Trevena studied Daniel’s profile, looking for anything that might give away the joke, but there was nothing in Daniel’s expression other than a slight frown of concentration as he peered through the windscreen. Another paradox: this man had embraced a simple life, finally accepting the love of his woman, and fought demons with a tenacity and courage Trevena could only marvel at. It was enviable.
“Okay,” Daniel said. “You’re the psychiatric nurse. I’ve been having a recurring dream. I’m walking in some woods and come to a clearing and hanging from the branches of the trees are all these old tin cans. They’re full of water and swarming with mosquito larvae. They repulse me and I pick up a branch and start smashing them up. Then I wake up. What’s that about?”
“You should ask the Doc, he’s the shrink.”
“I never got a chance.”
Trevena took out his phone and waved it at Daniel. “Wonders of the modern age,” he said. He brought up Googleand searched for dream analysis. He typed in mosquito. “Passes the time,” he said. “When I was a kid we used to have spotter books. Here we go: To see mosquitoes in your dream suggest that some situation or someone has been draining you of your energy and resources. Alternatively, mosquitoes indicate that your resistance to attacks will be in vain. To dream that you are killing mosquitoes denote that you will eventually overcome your obstacles. Happiness and fortune will be in your grasp. How do you like those apples?”
“I like the last bit. I think it’s more than that, though. I get a sense that those larvae are going to become something more than just mosquitoes. I have to kill them all before that happens. If they germinate in the dream they’ll infest Dark Time.”
“And do what?”
“Feed on more than blood? Feed on dreams? Draw off fragments of the collective unconscious, combining all the eternal variables of the human dream state. To make a monster from the transcendental molecules of the imagination. A host body for the devil-in-dreams.”
“You won’t get that on Google.”
T
revena turned off his phone. “How do you know when you’re dreaming and not just in a Quay?”
“Same as anyone else. I don’t have control.”
“Here’s one for you. If you’re dreaming could another Firmament Surgeon enter your dream and change it?”
“I suppose so. I don’t think anyone’s done it though. Kind of an unwritten rule. It might fuck up the Night Clock.”

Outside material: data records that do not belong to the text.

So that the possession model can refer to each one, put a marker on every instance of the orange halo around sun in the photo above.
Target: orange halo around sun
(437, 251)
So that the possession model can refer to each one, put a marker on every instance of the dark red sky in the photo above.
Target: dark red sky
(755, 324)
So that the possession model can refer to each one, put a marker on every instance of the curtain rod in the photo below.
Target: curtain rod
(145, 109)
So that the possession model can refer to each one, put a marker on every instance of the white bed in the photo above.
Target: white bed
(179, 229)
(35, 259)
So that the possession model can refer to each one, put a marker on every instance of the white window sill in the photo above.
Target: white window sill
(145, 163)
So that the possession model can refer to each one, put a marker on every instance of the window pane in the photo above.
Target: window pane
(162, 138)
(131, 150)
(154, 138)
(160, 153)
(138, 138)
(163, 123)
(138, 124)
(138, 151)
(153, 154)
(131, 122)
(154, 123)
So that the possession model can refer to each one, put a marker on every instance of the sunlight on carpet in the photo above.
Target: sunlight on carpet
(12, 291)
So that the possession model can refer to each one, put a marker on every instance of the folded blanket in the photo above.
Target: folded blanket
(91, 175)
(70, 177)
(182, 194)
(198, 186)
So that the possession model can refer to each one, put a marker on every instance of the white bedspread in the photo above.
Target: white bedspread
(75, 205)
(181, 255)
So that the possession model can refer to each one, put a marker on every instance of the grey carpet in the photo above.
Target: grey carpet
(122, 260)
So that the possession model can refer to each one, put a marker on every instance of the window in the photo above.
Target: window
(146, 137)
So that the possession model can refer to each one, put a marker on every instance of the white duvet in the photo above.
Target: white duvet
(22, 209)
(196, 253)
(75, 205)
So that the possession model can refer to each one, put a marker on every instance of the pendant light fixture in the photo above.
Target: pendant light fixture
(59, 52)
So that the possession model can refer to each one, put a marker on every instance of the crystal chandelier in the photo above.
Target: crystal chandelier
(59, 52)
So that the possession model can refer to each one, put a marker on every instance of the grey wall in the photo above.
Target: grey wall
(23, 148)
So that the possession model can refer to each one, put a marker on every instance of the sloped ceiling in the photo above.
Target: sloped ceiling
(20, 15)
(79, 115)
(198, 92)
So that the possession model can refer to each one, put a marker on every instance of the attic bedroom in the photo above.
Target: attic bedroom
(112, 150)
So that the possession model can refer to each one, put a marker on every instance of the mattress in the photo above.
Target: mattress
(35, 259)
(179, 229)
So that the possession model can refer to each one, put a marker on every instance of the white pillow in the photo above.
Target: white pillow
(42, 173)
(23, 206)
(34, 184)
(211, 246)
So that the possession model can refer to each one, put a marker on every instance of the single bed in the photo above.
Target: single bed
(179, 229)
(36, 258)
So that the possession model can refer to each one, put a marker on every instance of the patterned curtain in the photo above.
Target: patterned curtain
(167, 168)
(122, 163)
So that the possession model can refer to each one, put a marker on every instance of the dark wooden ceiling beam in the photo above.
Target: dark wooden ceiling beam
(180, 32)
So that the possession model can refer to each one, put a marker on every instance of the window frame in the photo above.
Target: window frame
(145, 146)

CHAPEL’S CHILDHOOD HOME was a small mid-terrace on a side road off the high street. Trevena remembered what Chapel had told him during the assessment, how the road must have been pretty once. There were echoes of the past still – in the low walls and front gates that remained and the tree-lined alleyways that separated the houses at intervals – but most of it was gone, crammed and cramped by families with more cars than garage space, dropped curbs, paved front gardens and extensions erected on every end-terrace plot available. The road itself was a chicane of bollards and speed bumps. Trevena felt hemmed in. There was just too much here; it was a municipal palimpsest where ghosts of the original features could be glimpsed beneath the endless pouring of concrete and tarmac, the buckling of the pavements by constant laying and re-laying of pipes and cables, and the grasping enlargements of properties once meant to be appealing and that now just looked tumorous with home improvements.

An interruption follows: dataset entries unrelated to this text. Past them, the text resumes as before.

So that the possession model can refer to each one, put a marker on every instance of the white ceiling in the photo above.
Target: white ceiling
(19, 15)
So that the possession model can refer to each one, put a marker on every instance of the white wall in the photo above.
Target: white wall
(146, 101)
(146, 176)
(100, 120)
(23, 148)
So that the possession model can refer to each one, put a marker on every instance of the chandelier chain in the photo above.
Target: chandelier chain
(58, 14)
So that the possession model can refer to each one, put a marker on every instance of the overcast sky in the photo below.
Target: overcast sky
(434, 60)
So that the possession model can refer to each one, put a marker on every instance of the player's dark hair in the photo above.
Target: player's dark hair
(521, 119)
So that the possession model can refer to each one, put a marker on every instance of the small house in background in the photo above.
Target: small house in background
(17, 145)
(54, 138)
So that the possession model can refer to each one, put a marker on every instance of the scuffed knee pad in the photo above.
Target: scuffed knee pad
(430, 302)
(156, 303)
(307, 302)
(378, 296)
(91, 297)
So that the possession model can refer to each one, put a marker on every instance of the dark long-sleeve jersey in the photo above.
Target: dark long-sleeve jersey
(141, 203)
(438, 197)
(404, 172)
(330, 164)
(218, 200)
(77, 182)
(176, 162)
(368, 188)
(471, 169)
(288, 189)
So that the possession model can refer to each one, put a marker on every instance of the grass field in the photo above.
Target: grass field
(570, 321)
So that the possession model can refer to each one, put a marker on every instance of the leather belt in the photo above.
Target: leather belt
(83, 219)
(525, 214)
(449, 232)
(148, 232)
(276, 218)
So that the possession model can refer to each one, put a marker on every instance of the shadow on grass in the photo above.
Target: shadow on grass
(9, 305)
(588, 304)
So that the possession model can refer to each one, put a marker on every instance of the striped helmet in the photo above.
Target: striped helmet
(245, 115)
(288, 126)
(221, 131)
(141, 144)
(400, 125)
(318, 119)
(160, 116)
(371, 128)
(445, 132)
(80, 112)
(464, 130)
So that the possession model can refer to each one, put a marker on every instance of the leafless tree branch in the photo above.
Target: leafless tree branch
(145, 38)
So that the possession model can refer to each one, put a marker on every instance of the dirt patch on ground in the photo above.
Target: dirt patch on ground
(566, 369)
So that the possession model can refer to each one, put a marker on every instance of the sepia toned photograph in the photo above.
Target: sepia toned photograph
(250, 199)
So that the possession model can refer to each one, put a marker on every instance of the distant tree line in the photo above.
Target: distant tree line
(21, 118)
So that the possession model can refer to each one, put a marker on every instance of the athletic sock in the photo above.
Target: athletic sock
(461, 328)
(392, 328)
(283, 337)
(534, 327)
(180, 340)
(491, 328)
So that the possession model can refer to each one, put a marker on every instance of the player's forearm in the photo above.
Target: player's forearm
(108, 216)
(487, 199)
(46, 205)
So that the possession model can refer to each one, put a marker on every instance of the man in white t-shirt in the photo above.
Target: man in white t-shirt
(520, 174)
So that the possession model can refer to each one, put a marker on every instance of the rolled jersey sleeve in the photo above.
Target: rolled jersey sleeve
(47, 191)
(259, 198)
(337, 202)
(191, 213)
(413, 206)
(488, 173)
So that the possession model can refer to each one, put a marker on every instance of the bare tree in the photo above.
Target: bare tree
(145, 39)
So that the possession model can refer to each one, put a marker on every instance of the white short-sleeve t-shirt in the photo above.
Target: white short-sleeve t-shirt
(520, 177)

They walked up the path and stood outside the house.
“Do we break in?” asked Trevena.
“No need,” said Daniel. “She’s asleep.” He looked up, towards the small bay window overlooking the garden. He sighed and smiled. It was a reassuring smile Trevena recognised.

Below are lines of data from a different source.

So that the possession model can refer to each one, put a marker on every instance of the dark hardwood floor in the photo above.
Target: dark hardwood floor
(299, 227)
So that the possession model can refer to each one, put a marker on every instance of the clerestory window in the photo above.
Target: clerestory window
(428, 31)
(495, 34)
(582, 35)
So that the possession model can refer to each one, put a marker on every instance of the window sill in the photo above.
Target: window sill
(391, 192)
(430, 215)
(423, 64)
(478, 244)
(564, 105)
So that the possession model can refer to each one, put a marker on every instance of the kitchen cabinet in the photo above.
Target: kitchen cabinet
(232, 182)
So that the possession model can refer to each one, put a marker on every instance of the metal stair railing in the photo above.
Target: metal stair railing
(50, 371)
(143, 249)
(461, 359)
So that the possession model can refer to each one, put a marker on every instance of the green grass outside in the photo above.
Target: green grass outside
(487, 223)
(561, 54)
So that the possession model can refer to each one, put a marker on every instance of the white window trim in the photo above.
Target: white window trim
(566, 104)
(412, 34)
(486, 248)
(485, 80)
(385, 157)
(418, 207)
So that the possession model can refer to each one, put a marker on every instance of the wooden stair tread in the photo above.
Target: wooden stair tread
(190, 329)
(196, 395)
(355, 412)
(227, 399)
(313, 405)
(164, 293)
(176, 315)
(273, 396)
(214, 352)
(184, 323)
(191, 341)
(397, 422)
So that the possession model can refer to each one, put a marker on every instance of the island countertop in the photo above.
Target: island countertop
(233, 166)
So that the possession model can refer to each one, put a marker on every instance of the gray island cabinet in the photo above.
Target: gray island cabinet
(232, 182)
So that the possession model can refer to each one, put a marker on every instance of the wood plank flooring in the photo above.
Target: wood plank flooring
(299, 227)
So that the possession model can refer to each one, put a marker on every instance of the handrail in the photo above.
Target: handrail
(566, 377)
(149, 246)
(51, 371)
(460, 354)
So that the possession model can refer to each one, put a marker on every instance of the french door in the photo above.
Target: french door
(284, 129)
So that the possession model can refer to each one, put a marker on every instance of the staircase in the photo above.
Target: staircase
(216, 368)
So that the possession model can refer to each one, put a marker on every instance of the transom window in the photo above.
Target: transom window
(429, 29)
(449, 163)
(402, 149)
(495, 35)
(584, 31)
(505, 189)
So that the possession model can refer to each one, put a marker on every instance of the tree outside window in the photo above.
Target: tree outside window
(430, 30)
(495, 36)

“It’s all right,” Daniel said. “You’re dreaming.”
He wasn’t speaking to Trevena. Daniel was The Hypnopomp. He was speaking to Chapel’s mother.
Upstairs, a light came on.
A FEW MINUTES later a frail-looking woman opened the front door. She was in her late seventies. She was wearing a shabby pink dressing gown over a tatty red cardigan and fluffy slippers. Her thin grey hair was pressed flat against her head on one side and stuck up in a fan on the other. She had dribble on her chin. Her face was pinched with sleep but her eyes shone out from beneath her crumpled, speckled brow with a cold, determined vigour.